Внезапно она с размаху хлопнула себя по лбу.

– Окно!.. – воскликнула она и выбежала в комнату.

Я опустился на четвереньки, чтобы еще раз заглянуть под ванну, и только тут понял, что имела в виду Черити. В последний раз оглядевшись по сторонам, я вышел вслед за ней. Черити стояла возле открытого окна и, заслонив глаза ладонью, смотрела вниз.

– Кто бы мог подумать! – проговорила она в недоумении. – Кому могла понадобиться эта безделица?..
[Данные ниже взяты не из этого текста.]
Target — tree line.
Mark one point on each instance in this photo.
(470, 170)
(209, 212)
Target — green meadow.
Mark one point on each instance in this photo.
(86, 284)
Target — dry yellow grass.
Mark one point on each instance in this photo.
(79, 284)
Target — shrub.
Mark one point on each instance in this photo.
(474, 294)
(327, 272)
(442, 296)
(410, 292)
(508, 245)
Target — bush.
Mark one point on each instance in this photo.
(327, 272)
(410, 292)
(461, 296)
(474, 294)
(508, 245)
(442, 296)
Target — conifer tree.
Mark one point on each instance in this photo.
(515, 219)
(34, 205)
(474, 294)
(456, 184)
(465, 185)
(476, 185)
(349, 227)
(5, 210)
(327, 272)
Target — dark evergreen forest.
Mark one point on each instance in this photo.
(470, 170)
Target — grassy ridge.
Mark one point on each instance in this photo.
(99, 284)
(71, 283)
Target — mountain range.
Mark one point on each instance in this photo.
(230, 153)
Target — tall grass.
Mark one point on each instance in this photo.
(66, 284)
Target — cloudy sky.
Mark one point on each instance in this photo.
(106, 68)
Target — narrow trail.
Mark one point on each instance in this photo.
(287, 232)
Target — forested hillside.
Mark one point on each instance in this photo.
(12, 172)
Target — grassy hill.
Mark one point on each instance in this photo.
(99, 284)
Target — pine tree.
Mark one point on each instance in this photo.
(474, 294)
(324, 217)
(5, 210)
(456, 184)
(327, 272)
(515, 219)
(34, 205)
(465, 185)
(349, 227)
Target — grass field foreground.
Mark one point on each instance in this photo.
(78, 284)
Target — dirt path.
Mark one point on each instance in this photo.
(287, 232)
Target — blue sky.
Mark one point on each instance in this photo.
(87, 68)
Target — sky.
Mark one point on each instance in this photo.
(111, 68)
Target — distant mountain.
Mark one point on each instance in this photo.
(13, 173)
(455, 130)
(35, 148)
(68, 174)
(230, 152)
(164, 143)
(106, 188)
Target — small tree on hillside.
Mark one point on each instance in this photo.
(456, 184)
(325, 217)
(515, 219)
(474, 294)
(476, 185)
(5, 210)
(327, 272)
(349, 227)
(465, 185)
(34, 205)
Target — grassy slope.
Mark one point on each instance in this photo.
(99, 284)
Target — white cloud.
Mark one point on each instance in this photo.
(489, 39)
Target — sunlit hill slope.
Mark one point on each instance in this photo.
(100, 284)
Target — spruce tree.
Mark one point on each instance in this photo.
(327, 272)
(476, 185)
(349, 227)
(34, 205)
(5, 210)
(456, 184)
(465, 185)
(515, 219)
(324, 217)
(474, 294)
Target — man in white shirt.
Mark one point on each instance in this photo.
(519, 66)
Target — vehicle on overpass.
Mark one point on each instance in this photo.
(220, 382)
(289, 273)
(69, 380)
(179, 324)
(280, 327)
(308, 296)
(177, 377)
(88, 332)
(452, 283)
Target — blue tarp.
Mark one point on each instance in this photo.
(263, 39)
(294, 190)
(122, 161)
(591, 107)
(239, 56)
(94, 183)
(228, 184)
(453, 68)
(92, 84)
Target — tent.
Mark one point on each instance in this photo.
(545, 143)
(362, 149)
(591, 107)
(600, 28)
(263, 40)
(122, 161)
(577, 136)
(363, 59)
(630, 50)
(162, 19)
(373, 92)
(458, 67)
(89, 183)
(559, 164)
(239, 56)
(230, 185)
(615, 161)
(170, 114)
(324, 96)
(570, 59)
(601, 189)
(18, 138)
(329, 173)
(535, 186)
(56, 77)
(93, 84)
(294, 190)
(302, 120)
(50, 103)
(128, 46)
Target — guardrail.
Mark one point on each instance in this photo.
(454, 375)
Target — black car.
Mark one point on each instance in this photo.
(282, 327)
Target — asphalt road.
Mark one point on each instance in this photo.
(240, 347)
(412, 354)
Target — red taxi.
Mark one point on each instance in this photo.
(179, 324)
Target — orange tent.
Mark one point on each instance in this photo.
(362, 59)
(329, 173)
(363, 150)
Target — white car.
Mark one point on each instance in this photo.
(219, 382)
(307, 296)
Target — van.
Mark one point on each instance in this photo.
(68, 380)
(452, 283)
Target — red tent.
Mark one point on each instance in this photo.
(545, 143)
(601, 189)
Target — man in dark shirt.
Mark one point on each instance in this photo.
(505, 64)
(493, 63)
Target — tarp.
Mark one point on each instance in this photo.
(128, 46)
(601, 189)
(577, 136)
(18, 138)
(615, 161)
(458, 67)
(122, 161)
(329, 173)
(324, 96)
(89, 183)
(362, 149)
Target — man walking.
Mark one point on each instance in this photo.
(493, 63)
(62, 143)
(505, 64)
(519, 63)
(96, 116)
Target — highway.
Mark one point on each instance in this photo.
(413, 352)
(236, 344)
Я почувствовал, как под ложечкой у меня засосало от предчувствия неудачи.

– Ну и черт с ней, – продолжала Черити. – Я слеплю нового Гэла, хотя, конечно, у меня он вряд ли выйдет таким уродом. Идем, кофе уже, наверное... Эй, что с тобой, тебе нехорошо?

– Да, мне нехорошо, – ответил я.

– Из всех вещей, которые можно было украсть, – проговорила она уже из кухни, – этот ворюга выбрал именно восковую куклу. Хотела бы я знать, кто бы это мог быть?

Неожиданно я понял, кто это мог быть и, хлопнув кулаком по раскрытой ладони, расхохотался.

– Что с тобой? Ты спятил?

– Да, – ответил я. – У тебя есть телефон?

– Нет. Эй, ты куда?..

– Домой. Прощай, Черити.

– Постой, дорогой, не уходи. Я же только что сварила тебе кофе!

Я распахнул дверь, но она схватила меня за рукав.

– Ты не можешь уйти просто так! Как насчет того, чтобы дать Черити что-нибудь на память?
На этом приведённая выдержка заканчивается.